Occasionally, as is true in clinical practice for other insulins, higher starting doses of icodec might be preferred, particularly among individuals with high levels of insulin resistance or a high HbA_1c [expert opinion]. However, icodec may not be the most suitable option when rapid glycemic control is required [expert opinion].
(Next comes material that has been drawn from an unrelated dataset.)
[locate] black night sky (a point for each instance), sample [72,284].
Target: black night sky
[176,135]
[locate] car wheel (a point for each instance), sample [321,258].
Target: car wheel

Switching from Daily Basal Insulin to Icodec in Insulin-Experienced Individuals with T2D

In ONWARDS 2 and 4, to prevent a potential transient increase in fasting plasma glucose levels that may occur until steady state of icodec is achieved, the weekly icodec dose, calculated as the pretrial total daily dose multiplied by seven, was increased by 50% for the first injection only. From week 2 (second injection), participants received the calculated once-weekly icodec dose [7, 9].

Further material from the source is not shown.